Joining Active Directory with vCenter Server Appliance (VCSA) has been simplified with every generation of VCSA.
I will show the workflow how to connect a VCSA 6.7 to an Active Directory source. The process differs a little, depending whether you’re using the HTML5-Client or the Web-Client (Flash).
Requirements
- VCSA hostname has to be FQDN and may not be an IP address.
- You need to login with a member of systemconfiguration admins, which administrator@vsphere.local is by default.
Workflow
The workflow is divided into three steps
- Join VCSA to ADS
- Reboot
- Add ADS as identity source
Step 1 – Join ADS
Flashclient
Login as SSO-Admin (administrator@vsphere.local)
Home > Administration > Deployment > System Configuration > Nodes > [select vCenter] > Tab „Manage“ > Active Directory > Join
HTML5 Client
Login as SSO-Admin (administrator@vsphere.local)
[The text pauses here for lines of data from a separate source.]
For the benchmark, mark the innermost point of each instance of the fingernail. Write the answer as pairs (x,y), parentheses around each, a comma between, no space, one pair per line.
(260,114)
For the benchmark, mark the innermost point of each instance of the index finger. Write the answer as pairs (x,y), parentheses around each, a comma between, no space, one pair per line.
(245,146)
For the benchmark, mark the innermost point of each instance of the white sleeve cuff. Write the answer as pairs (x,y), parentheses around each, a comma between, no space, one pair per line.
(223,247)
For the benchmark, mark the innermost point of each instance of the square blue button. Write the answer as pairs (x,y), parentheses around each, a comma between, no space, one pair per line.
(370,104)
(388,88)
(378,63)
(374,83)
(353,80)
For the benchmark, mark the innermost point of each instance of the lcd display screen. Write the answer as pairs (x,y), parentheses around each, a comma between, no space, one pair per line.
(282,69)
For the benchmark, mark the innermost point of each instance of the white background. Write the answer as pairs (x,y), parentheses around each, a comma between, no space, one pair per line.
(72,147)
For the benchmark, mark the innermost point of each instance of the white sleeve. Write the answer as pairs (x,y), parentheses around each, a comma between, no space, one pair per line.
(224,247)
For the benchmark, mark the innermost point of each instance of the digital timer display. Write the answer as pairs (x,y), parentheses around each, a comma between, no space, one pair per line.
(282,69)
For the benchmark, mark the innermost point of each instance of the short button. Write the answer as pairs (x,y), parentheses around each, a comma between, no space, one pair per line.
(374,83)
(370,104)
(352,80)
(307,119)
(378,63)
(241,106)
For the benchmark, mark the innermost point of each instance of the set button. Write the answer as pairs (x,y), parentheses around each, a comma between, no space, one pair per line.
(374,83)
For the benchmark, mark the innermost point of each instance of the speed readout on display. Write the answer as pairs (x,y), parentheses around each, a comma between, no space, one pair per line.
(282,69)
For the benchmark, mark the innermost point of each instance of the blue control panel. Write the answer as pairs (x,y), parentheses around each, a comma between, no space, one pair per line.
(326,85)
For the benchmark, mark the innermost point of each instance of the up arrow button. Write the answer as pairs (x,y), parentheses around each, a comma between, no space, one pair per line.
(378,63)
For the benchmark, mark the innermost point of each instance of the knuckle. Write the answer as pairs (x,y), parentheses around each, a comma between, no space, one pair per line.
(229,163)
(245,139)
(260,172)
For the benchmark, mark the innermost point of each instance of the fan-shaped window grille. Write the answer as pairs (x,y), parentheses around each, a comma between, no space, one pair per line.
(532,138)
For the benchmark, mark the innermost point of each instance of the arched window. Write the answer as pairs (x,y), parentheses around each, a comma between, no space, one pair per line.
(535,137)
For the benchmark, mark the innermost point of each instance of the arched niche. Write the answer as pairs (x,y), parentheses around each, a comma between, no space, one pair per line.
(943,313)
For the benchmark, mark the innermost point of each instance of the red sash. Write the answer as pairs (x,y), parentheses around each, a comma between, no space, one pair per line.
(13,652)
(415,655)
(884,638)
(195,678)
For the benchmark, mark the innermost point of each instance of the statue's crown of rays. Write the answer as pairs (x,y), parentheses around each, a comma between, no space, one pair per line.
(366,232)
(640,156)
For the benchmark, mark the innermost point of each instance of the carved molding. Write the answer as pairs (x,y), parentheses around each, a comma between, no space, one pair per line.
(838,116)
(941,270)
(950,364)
Menu > Administration > Single Sign-On > Configuration > Tab „Active Directory Domain“ > Join AD
Step 2 – Reboot VCSA
You need to reboot VCSA to apply settings. After reboot you’ll see a new computer object of VCSA in Active Directory.
Step 3 – Add identity source
To authenticate ADS users in vCenter, you need to add Active Directory as an identity source.
Flashclient
Login as SSO-Admin (administrator@vsphere.local)
Home > Administration > Single-Sign-On > System Configuration > Identity Sources > „+“
Choose Active Directory (Integrated Windows Authentication)
HTML5-Client
Login as SSO-Admin (administrator@vsphere.local)
Menu > Administration > Single Sign-on > Configuration > Identity Sources > Add Identity Source
Choose Active Directory (Windows Integrated Authentication). Select “use machine account”.